“Esses territórios pertencem ao povo Garifuna e não podem ser entregues ao capital estrangeiro em um gesto de puro colonialismo, idêntico àquele que prevalecia em Honduras na época em que o país era chamado de república das bananas”, afirmam grupos civis e movimentos indígenas
Classificado pelo governo do presidente Porfirio Lobo como “o mais importante projeto do país em meio século”, Honduras assinou nesta quinta-feira (06/09) um memorando no qual aprova a privatização de três cidades. Com agentes de segurança, sistema tributário e legislação própria, elas já estarão abertas para investimentos de empreendedores em um prazo máximo de seis meses.
A ideia é que as chamadas “cidades modelo” possuam poderes Executivo, Legislativo e Judiciário totalmente desvinculados do governo hondurenho. Dessa forma, suas administrações ganham autonomia suficiente para ratificar tratados internacionais, firmar parcerias bilaterais e estabelecer sua própria política imigratória.
Um grupo de investidores estrangeiros viajou a Tegucigalpa para participar da cerimônia e também assinou o documento. O argumento do governo é de que esta é uma forma de fortalecer a infra-estrutura nacional, bem como o combate à corrupção e ao tráfico de drogas. “Isso tem o potencial transformar Honduras em uma máquina de dinheiro, é um instrumento de desenvolvimento típico de países de primeiro mundo”, disse à AFP Carlos Pineda, presidente da Comissão para a Promoção de Parcerias Público-Privadas de Honduras.
De acordo com Juan Hernandez, presidente do Congresso hondurenho, o grupo de investimentos MGK já se comprometeu a injetar inicialmente 15 milhões de dólares para a construção de infra-estrutura básica na primeira cidade modelo, na região da costa caribenha.

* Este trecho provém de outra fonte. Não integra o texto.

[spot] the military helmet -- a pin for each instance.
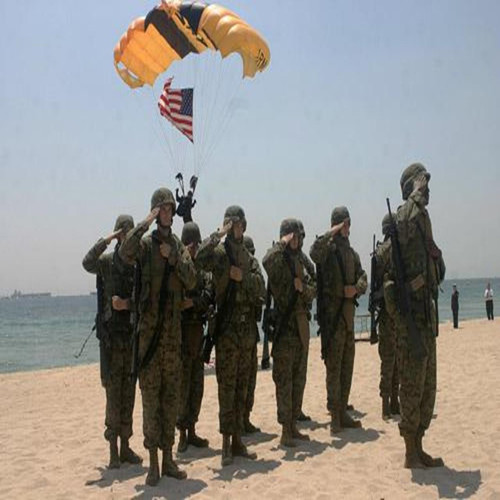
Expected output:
(386, 224)
(124, 222)
(162, 196)
(409, 175)
(236, 214)
(190, 233)
(339, 214)
(248, 242)
(289, 226)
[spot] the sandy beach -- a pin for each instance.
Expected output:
(52, 445)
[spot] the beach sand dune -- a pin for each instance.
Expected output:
(52, 445)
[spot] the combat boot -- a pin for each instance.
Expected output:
(227, 454)
(127, 454)
(347, 421)
(287, 438)
(154, 471)
(296, 434)
(335, 424)
(412, 459)
(169, 467)
(386, 408)
(240, 450)
(426, 459)
(183, 441)
(114, 459)
(196, 440)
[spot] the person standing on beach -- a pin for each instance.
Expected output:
(488, 298)
(454, 305)
(343, 281)
(252, 382)
(194, 311)
(424, 270)
(239, 286)
(166, 272)
(293, 293)
(389, 377)
(115, 336)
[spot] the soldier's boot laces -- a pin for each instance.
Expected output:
(426, 459)
(335, 425)
(412, 459)
(395, 404)
(196, 440)
(287, 438)
(127, 454)
(240, 450)
(169, 467)
(386, 408)
(182, 445)
(296, 434)
(303, 417)
(154, 470)
(227, 454)
(349, 422)
(249, 427)
(114, 459)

A expectativa do parlamentar é a de que esta cidade crie cerca de cinco mil postos de trabalho em um primeiro momento e mais de 20 mil no futuro. Ele também revelou à AFP que a Coreia do Sul já depositou nos cofres hondurenhos quatro milhões de dólares voltados para estudos de viabilidade das obras.
“O futuro se recordará de hoje como o dia em que Honduras começou a crescer”, disse Michael Strong, CEO do grupo MKGroup em meio à solenidade de ratificação do memorando. “Nós acreditamos que esta será uma das transformações mais importantes do mundo, pela qual Honduras acabará com sua pobreza e criará milhares de empregos”, concluiu.
Não é o que pensam grupos civis e organizações indígenas que classificam o projeto de Porfírio Lobo como uma “catástrofe”. Ao lado do local onde será instalada a primeira cidade privada do país, vive uma grande comunidade de indígenas Garifuna que se opõe ao empreendimento. “Esses territórios pertencem ao povo Garifuna e não podem ser entregues ao capital estrangeiro em um gesto de puro colonialismo, idêntico àquele que prevalecia em Honduras na época em que o país era chamado de república das bananas”, disse Miriam Miranda, presidente da Organização Fraternal dos Negros de Honduras.
Oscar Cruz, ex-promotor constitucional, protocolou uma moção junto à Suprema Corte ainda em 2011 para alertar sobre a inconstitucionalidade do projeto. “Essas cidades pressupõem a criação de estados dentro do estado, uma entidade comercial com poderes de estado fora da jurisdição do governo”, explica Cruz. A instância judicial máxima de Honduras não concordou com seus argumentos.
“Isso violará os direitos de cada cidadão porque significa a concessão de parte de nosso território a uma cidade que terá sua própria polícia, seu próprio Poder Judiciário e seu próprio sistema tributário”, disse ao jornal britânico The GuardianSandra Marybel Sanchez, parte de um grupo de manifestantes que tentam apelar à Suprema Corte para reverter a decisão.